Regarding the need for an APOE gene test, he said, “we don't see that as a limitation, since if you are doing a blood draw, including a single-gene test is relatively cheap.”
Beyond the implications for trial enrollment, Dr. Faux added, this study, in finding further objective correlates of clinical disease, “should help advance the movement toward defining Alzheimer's disease in terms of biomarkers.”
Expert Commentary
“The ability to replace expensive and invasive PET or CSF amyloid evaluation with a low-cost blood test would be a major development for the field,” said Samantha Burnham, PhD, senior research scientist at Commonwealth Scientific and Industrial Research Organisation in Parkville, Victoria, who studies Alzheimer's disease biomarkers.
“A blood test for amyloid would most likely be used to pre-screen individuals for confirmatory PET or CSF analysis where amyloid positivity is a criterion for the trial. This would allow a much wider screening protocol for amyloid to be undertaken, in turn reducing the cost of recruitment for clinical trials.

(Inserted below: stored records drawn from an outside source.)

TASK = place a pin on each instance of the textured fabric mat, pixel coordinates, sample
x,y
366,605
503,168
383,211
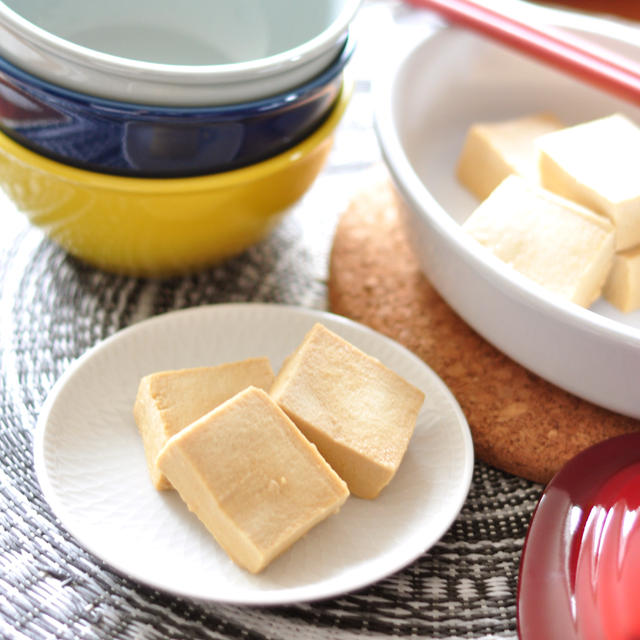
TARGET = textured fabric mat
x,y
52,309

In the advent of a disease-modifying therapy, this would also be an ideal population level screening medium.”
Commenting on the study, Gil Rabinovici, MD, professor of neurology at University of California, San Francisco, said: “Identifying blood-based biomarkers is incredibly important, since clinical diagnosis is insufficient to predict amyloid status. There has been a lot of progress in the past few years,” including with mass spectrometry approaches, “but the technology has not been clearly scalable,” since the assays require advanced laboratory technology, and results are very dependent on how the sample is handled immediately after the blood draw. The approach in the current study appears to be more robust, he said.
“The ability to replace expensive and invasive PET or CSF amyloid evaluation with a low-cost blood test would be a major development for the field,” said Dr. Samantha Burnham.
“Of special importance is the high sensitivity the authors achieved,” he said. “That is really important, because it allows one to rule out those who don't have amyloid, and then in those who test positive, to confirm it with a more specific test.”
One limitation of the study, he noted, is that it did not address the predictive ability of the biomarker panel in APOE4 non-carriers. “It would be reassuring to know that it was predictive in those individuals as well, and that the effect was not mainly driven by APOE status,” Dr. Rabinovici said. “And it would be useful to see how well this model does in predicting brain amyloidosis in cognitively normal individuals,” who may turn out to be the most treatment-sensitive group for therapies designed to prevent amyloid build-up.”